Nanoscale Pt5Ni36 design and synthesis for efficient oxygen reduction reaction in proton exchange membrane fuel cells

Abstract

Pt-based alloys are currently one of the most popular choices for high-performance ORR catalysts in PEMFCs. However, they often require multi-step synthesis or cumbersome intermediate treatment processes and high-temperature annealing steps. Herein, we introduce a facile and ultrafast carbothermal shock (CTS) method for the synthesis of carbon nanofiber supported bimetallic PtNi nanoparticles with a Pt : Ni ratio of 1 : 7.2 (Pt₅Ni₃₆/CNFs). Comprehensive theoretical studies combined with experimental studies verified that carbon metabolism is the synthesis mechanism of Pt₅Ni₃₆/CNFs. As expected, Pt₅Ni₃₆/CNFs delivered superior oxygen reduction reaction (ORR) catalytic performance with a half-wave potential of 0.86 V, which is 30 mV superior to that of commercial Pt/C (20% of Pt) in an acidic solution.
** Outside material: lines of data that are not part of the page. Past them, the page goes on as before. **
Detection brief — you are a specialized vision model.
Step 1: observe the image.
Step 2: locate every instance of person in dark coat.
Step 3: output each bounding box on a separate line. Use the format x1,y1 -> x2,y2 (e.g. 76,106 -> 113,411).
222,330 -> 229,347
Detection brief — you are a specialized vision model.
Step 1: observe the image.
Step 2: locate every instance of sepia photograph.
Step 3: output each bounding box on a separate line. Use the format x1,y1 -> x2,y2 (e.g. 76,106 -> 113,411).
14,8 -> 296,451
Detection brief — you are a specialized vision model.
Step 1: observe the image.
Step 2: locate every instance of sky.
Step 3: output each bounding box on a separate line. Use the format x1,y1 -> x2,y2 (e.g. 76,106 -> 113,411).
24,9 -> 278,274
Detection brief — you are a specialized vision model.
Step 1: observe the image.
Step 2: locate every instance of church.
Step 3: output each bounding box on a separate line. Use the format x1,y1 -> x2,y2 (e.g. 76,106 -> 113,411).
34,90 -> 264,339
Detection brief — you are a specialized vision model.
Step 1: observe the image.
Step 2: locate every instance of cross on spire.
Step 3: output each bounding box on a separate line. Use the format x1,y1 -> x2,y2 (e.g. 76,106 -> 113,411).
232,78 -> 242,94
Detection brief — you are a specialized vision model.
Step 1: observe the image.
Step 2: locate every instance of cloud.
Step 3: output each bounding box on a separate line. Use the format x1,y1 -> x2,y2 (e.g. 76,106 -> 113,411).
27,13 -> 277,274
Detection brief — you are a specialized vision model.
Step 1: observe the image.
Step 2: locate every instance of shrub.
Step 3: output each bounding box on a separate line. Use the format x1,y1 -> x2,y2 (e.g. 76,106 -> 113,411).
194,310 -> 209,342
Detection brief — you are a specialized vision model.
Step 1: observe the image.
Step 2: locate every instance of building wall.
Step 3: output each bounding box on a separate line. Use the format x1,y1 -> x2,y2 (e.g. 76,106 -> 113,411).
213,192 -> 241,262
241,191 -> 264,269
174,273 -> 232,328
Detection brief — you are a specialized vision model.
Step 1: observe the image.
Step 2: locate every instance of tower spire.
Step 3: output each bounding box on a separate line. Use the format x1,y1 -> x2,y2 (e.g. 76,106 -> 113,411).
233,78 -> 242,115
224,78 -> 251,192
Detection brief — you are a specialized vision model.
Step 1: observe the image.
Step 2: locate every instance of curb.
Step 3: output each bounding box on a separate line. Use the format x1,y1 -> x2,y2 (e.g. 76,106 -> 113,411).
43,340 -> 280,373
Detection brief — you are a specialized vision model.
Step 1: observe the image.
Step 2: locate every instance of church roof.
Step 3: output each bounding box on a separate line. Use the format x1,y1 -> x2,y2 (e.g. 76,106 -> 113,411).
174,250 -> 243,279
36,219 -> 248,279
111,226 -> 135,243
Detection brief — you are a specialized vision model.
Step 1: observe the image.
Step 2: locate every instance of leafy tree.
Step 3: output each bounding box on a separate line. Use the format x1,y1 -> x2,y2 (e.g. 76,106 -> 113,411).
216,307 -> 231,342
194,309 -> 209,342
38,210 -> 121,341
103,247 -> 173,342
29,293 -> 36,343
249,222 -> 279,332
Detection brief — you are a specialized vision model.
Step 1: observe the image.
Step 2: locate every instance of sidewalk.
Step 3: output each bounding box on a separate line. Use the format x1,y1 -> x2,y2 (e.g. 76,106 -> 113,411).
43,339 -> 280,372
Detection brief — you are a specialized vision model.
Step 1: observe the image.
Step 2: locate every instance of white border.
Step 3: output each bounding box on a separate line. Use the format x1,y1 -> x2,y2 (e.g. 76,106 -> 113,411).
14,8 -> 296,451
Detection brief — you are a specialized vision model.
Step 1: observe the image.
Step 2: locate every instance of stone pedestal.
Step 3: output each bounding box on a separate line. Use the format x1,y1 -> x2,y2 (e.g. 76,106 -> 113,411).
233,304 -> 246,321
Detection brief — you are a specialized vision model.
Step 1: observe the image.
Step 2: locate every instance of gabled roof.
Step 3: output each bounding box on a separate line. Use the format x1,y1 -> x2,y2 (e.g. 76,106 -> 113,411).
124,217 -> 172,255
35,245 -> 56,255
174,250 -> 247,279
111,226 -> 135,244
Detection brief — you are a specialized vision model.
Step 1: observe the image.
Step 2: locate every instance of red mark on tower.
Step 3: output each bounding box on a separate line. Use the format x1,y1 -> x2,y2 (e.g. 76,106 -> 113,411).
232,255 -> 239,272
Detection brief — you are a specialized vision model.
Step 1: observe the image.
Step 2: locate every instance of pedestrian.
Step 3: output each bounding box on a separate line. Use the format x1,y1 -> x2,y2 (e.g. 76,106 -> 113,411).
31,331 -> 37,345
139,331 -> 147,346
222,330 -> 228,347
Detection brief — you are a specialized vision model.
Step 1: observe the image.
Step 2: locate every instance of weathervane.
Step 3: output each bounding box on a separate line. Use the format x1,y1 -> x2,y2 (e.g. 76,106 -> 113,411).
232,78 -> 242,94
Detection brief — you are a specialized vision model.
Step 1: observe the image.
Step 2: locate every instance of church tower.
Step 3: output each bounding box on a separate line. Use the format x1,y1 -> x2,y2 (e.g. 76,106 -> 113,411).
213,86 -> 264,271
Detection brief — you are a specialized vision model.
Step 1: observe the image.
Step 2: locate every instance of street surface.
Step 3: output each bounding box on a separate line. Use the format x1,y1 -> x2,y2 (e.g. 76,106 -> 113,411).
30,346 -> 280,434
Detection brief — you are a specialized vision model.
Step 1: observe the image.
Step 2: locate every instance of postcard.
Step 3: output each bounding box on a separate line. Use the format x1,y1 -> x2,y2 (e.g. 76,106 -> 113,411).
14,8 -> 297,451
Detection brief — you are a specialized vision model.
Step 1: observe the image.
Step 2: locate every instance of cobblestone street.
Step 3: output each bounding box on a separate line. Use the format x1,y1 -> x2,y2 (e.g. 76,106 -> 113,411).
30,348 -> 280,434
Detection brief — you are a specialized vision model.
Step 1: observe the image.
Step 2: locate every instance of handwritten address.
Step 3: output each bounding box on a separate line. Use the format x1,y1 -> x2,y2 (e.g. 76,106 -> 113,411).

When applied as a cathode material in a PEMFC, Pt₅Ni₃₆/CNFs exhibited a high power density of 1.092 W cm⁻², displaying an excellent Pt utilization of 0.118 g_Pt kW⁻¹ and acceptable stability with almost no loss of working current after 30 h in H₂/O₂ single-cell operation. Our work provided new insight into the simple, rapid, and environment-friendly synthesis of superb active Pt-based catalysts for electrocatalysis and other applications.